3Jesus answered him, “Very truly, I tell you, no one can see the kingdom of God without being born from above.”
I like the fact that Jesus answers Nicodemus before he asks a question. I know the Greek doesn’t necessarily require the sense of “answer”; it could be acceptably translated, “responding, Jesus said…” But there is something delicious in the way Jesus cuts to the heart of the matter before Nicodemus can say anything but a greeting.
This is, after all, why Nicodemus has come. He has seen this strange band of followers and the solidarity that binds them together. He has heard of this community that washes feet, that shares bread, that regard themselves as sons and daughters of the Most High, participants already in the life of the age to come. He has seen the works: blind eyes opened, the lame walking, the strange transcending of ancient animosities: Judean and Samaritan together. It is a compelling mystery, an unexpected reality in their midst. What lies at the heart of this? So he comes to Jesus in the darkness, secretly, searching – not quite sure how to begin.

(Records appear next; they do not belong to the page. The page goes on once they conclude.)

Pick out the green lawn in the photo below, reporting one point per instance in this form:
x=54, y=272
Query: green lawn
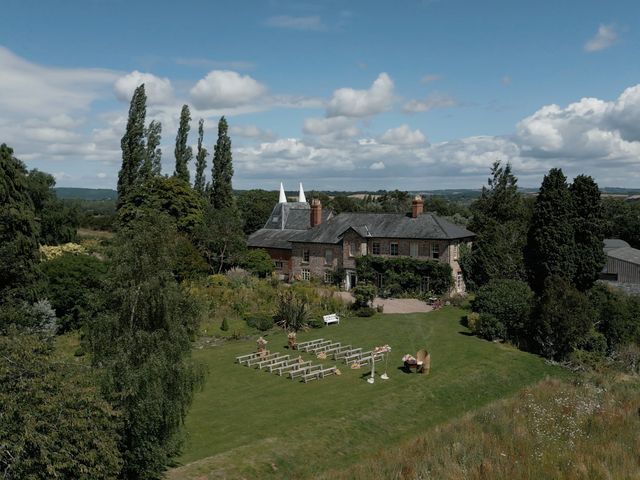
x=249, y=423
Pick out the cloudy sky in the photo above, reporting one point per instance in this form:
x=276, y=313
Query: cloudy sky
x=361, y=94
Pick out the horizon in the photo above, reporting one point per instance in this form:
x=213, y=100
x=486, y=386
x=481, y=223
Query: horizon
x=422, y=96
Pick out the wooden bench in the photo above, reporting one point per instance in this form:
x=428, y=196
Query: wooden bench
x=245, y=358
x=291, y=366
x=253, y=361
x=331, y=318
x=269, y=361
x=302, y=345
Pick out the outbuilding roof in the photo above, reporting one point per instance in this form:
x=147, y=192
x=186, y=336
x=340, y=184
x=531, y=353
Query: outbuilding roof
x=383, y=225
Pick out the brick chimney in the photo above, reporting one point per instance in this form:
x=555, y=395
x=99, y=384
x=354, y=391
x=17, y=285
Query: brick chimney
x=416, y=206
x=316, y=212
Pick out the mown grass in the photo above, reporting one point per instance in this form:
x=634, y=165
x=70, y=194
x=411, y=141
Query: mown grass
x=248, y=423
x=586, y=429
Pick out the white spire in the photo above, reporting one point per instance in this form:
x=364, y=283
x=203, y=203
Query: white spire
x=283, y=197
x=301, y=197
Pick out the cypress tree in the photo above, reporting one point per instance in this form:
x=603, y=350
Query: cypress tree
x=589, y=225
x=18, y=232
x=133, y=146
x=201, y=161
x=550, y=246
x=183, y=152
x=222, y=170
x=154, y=153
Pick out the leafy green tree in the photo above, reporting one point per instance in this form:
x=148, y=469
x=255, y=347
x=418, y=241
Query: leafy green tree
x=509, y=301
x=201, y=161
x=74, y=283
x=255, y=206
x=19, y=273
x=183, y=151
x=142, y=347
x=54, y=422
x=153, y=158
x=222, y=170
x=258, y=262
x=499, y=220
x=168, y=195
x=550, y=249
x=563, y=319
x=588, y=228
x=133, y=146
x=220, y=238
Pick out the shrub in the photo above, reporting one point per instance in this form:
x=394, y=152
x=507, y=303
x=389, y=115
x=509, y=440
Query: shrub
x=365, y=312
x=489, y=327
x=364, y=294
x=510, y=301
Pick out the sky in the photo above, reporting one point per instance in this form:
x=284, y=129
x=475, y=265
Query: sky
x=338, y=95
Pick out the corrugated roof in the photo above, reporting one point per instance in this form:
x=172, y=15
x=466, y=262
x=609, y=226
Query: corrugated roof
x=612, y=243
x=628, y=254
x=383, y=225
x=271, y=238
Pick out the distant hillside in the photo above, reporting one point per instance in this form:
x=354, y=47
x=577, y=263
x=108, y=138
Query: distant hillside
x=73, y=193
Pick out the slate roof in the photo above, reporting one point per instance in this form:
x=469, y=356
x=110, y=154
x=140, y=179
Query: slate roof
x=383, y=225
x=612, y=243
x=627, y=254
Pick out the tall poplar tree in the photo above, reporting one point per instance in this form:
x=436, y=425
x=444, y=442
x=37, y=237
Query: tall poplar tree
x=133, y=146
x=183, y=151
x=222, y=169
x=550, y=246
x=589, y=225
x=154, y=152
x=201, y=161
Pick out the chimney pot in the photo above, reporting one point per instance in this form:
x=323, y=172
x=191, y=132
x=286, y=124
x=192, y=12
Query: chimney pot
x=316, y=212
x=417, y=206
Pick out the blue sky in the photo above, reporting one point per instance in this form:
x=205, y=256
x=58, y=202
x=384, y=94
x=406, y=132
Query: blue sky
x=338, y=95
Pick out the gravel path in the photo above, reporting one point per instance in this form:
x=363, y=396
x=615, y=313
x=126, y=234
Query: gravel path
x=394, y=305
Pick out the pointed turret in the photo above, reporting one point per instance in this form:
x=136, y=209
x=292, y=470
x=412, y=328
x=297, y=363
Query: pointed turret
x=301, y=197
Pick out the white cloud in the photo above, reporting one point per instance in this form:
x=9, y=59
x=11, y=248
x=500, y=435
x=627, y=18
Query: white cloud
x=435, y=100
x=225, y=88
x=402, y=135
x=159, y=91
x=349, y=102
x=606, y=37
x=430, y=77
x=313, y=23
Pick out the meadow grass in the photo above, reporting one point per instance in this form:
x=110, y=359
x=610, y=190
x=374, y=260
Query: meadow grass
x=583, y=429
x=247, y=423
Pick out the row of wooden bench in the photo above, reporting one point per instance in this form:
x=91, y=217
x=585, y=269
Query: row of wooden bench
x=284, y=365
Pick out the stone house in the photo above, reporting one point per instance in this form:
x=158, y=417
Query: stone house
x=332, y=242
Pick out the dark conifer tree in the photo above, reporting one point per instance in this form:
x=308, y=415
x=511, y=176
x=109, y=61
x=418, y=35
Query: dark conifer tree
x=153, y=158
x=183, y=151
x=550, y=246
x=201, y=161
x=222, y=169
x=589, y=225
x=133, y=146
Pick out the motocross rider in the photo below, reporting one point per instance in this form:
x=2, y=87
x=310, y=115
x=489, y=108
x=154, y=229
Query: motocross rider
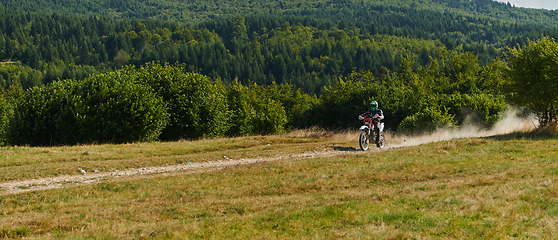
x=377, y=115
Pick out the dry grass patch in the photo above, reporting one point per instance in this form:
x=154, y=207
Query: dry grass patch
x=469, y=188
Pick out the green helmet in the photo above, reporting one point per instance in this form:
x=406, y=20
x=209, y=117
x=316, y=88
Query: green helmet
x=374, y=105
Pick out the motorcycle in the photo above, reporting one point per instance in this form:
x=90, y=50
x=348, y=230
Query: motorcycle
x=369, y=133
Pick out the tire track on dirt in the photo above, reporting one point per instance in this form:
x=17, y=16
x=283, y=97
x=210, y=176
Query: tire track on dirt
x=16, y=187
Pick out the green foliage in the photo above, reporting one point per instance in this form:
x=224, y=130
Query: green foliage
x=7, y=100
x=531, y=79
x=255, y=111
x=15, y=74
x=451, y=90
x=197, y=105
x=100, y=109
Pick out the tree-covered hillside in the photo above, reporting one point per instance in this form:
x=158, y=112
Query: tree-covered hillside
x=309, y=48
x=195, y=11
x=279, y=66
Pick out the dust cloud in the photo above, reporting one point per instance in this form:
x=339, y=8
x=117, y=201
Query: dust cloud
x=508, y=124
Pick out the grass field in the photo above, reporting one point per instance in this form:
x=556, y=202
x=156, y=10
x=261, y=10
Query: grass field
x=494, y=187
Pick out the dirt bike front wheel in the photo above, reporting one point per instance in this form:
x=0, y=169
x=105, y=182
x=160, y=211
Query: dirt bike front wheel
x=364, y=141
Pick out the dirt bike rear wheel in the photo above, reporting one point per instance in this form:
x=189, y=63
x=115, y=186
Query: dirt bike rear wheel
x=364, y=141
x=382, y=142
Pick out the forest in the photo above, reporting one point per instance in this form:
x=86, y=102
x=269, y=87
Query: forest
x=312, y=63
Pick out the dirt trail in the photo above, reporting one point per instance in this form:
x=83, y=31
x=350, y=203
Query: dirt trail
x=508, y=124
x=16, y=187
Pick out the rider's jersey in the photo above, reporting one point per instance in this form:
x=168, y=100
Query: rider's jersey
x=371, y=113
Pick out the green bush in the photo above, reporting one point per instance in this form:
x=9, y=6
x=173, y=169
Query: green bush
x=197, y=105
x=108, y=108
x=255, y=111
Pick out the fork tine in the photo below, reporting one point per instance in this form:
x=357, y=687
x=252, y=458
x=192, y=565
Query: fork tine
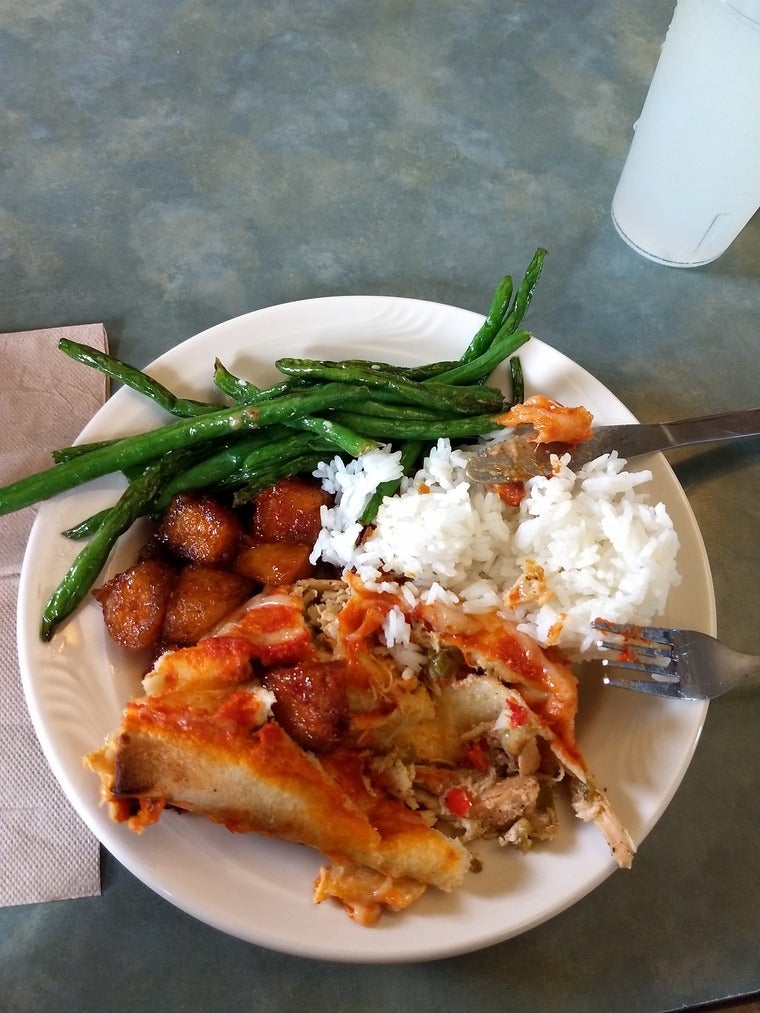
x=655, y=634
x=666, y=688
x=635, y=645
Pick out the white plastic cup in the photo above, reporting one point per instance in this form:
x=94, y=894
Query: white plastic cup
x=691, y=180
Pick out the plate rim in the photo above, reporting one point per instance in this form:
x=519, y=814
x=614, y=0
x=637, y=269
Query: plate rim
x=125, y=854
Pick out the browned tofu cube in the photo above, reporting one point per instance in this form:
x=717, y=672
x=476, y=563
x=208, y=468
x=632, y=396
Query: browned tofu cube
x=202, y=598
x=134, y=603
x=275, y=562
x=289, y=512
x=311, y=702
x=200, y=529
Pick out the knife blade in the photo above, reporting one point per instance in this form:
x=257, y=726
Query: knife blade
x=518, y=458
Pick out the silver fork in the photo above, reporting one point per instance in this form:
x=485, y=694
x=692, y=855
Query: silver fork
x=683, y=665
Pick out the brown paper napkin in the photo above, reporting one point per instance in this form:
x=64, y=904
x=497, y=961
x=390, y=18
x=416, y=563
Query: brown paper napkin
x=46, y=851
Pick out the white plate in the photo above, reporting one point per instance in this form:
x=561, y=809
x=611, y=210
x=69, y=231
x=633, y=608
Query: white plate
x=260, y=889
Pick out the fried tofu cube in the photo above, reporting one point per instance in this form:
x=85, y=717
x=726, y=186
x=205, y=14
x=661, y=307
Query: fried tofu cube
x=201, y=530
x=201, y=599
x=134, y=603
x=275, y=562
x=289, y=511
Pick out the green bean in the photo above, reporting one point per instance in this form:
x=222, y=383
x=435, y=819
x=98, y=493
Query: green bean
x=245, y=392
x=136, y=379
x=335, y=435
x=455, y=427
x=427, y=372
x=87, y=527
x=504, y=344
x=301, y=464
x=525, y=291
x=410, y=453
x=236, y=388
x=492, y=322
x=518, y=381
x=90, y=560
x=443, y=396
x=63, y=454
x=127, y=452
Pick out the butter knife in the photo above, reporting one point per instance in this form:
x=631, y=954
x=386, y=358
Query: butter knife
x=518, y=458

Nicodemus starts with a generous complement. Such complements normally require the recipient to abjure, and turn the complements back on the speaker, but Jesus plays no polite games here. He sees the seeker. He answers the question Nicodemus hasn’t yet formed: “I give you my word of honor, it is not possible to see the kingdom of God without being born from above.”

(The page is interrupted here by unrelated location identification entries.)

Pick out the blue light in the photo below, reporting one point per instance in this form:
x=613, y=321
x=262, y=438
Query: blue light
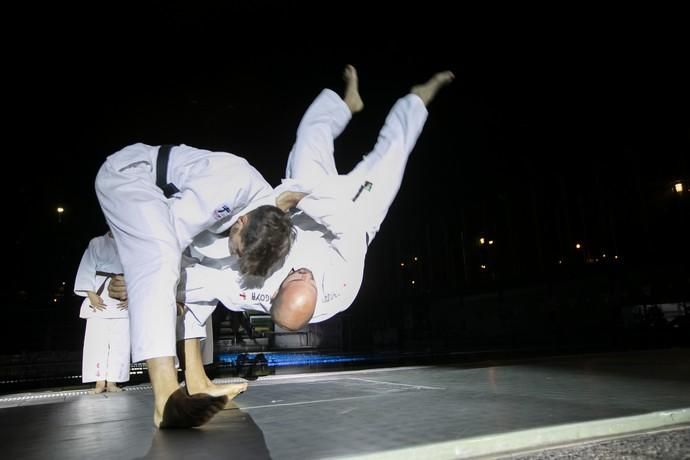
x=296, y=359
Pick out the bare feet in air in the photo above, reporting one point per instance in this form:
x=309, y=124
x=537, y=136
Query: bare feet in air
x=184, y=411
x=427, y=91
x=352, y=98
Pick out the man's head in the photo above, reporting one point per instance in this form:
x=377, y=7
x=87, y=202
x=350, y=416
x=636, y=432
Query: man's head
x=261, y=238
x=293, y=305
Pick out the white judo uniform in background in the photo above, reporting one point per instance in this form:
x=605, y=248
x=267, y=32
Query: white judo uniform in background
x=335, y=222
x=106, y=355
x=151, y=230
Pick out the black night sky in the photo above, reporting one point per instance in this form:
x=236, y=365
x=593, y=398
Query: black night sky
x=561, y=127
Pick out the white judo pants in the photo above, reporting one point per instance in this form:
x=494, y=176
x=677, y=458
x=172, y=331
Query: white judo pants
x=106, y=350
x=138, y=215
x=379, y=174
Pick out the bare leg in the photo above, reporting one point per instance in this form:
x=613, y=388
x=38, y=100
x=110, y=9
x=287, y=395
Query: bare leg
x=351, y=97
x=196, y=379
x=112, y=387
x=100, y=387
x=427, y=91
x=173, y=408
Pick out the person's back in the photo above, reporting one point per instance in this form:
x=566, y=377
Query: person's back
x=106, y=351
x=156, y=199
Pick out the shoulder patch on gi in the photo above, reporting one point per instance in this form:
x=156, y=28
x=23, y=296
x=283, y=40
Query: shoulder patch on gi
x=222, y=211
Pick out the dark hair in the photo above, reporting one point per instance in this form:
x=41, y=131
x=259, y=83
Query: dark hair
x=267, y=237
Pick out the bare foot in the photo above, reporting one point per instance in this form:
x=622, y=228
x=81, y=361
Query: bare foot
x=229, y=390
x=427, y=91
x=113, y=388
x=183, y=411
x=352, y=98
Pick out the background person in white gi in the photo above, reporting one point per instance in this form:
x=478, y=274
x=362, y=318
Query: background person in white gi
x=106, y=353
x=338, y=218
x=211, y=190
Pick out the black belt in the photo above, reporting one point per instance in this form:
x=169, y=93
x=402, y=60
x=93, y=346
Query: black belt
x=107, y=275
x=169, y=189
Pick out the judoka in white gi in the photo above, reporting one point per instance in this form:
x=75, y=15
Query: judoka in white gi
x=213, y=191
x=337, y=218
x=106, y=356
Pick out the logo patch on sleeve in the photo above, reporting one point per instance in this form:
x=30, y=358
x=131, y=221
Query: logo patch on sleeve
x=222, y=211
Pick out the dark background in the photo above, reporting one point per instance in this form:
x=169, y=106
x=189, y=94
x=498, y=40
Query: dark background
x=563, y=126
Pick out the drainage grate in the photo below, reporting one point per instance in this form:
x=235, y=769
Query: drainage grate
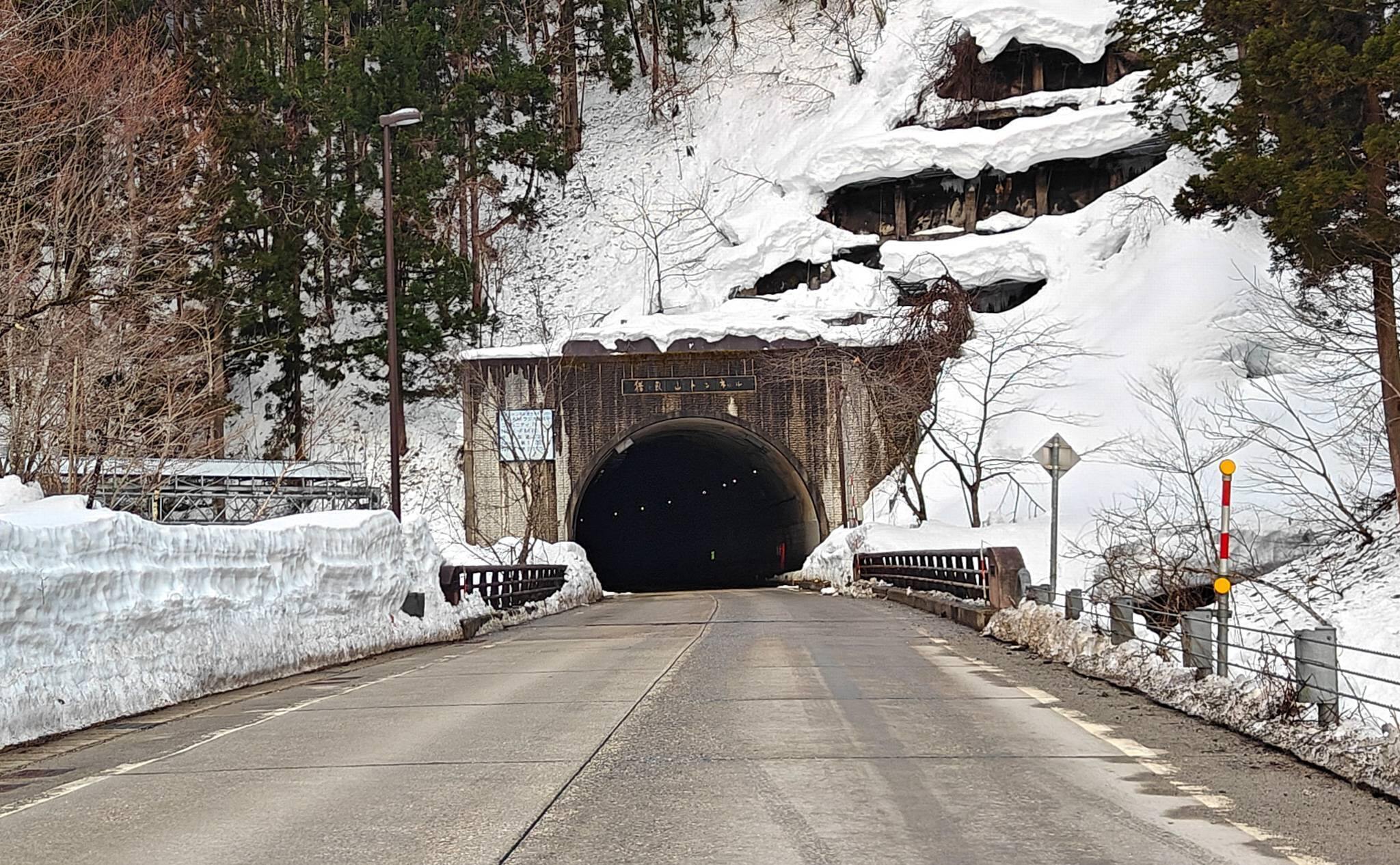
x=36, y=773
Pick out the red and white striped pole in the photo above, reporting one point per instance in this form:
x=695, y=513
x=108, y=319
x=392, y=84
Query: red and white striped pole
x=1222, y=583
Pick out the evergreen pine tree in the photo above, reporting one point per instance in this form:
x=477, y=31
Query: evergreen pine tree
x=1309, y=137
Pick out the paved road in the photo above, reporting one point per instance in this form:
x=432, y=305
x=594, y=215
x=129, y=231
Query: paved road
x=713, y=727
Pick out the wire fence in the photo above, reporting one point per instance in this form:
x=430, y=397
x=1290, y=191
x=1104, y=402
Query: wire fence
x=1269, y=654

Nicodemus sees but the shadows on the wall. The healings, the deeds, the words, the actions are but signs pointing to the light. The truth is not found in these; the truth is found in the light. And to see, he must be born of the light.
But Nicodemus is in darkness. He hears the word ‘from above’ in its alternate meaning, ‘again’. And he hears in the language of birth only the physical birth of the body. How is it possible to enter the womb a second time? The words of Jesus make no sense to him.
He is not alone. If we listen carefully to Jesus, listen for what he says and not just what we assume he says, what we’ve learned to think he says, we will struggle, too. He speaks in parables and riddles. Sometimes it seems like he is trying to be obtuse. But there is no other way to lead people through a paradigm shift. No other way to help people through a conversion – not a moral reform, but a transformation of their thinking and experience of God and self and the world.
How can Jesus be bread of life? We’ve heard it so often before it doesn’t puzzle us. If he had said, “I am pizza,” we might get some better sense of the confusion he engenders. That’s why the leaders said he was crazy. “I am flour and yeast and salt.” Huh?
Or maybe not yeast, because Jesus will start to talk about manna. I am the true manna from heaven. Poor Nicodemus.
You have to be born anew. You must be born of the wind. You must be born from above. You must be born of the Spirit to see and understand and grasp the true reality of God.
Nicodemus struggles – and we struggle, too – to see past the daily realities of life into the ultimate truth of the world. We are not masters and slaves, but children of God. We are not sweat and tears and labor and sorrow but partakers in the light and love that are the true fabric of the universe. We are not our possessions, our jobs, our honors, our roles; we are branches in the vine that is Christ.
Jesus gives Nicodemus no simple formula for his transformational ‘birth’. Only the promise that ” God so loved the world that he gave his only Son, so that everyone who believes in him may not perish but may have eternal life – a sentence we should probably hear something like this: “God shows his allegiance to the world in this way: he gave his only son that everyone who abides in him may not perish but share in the life that is the source and goal of all things.”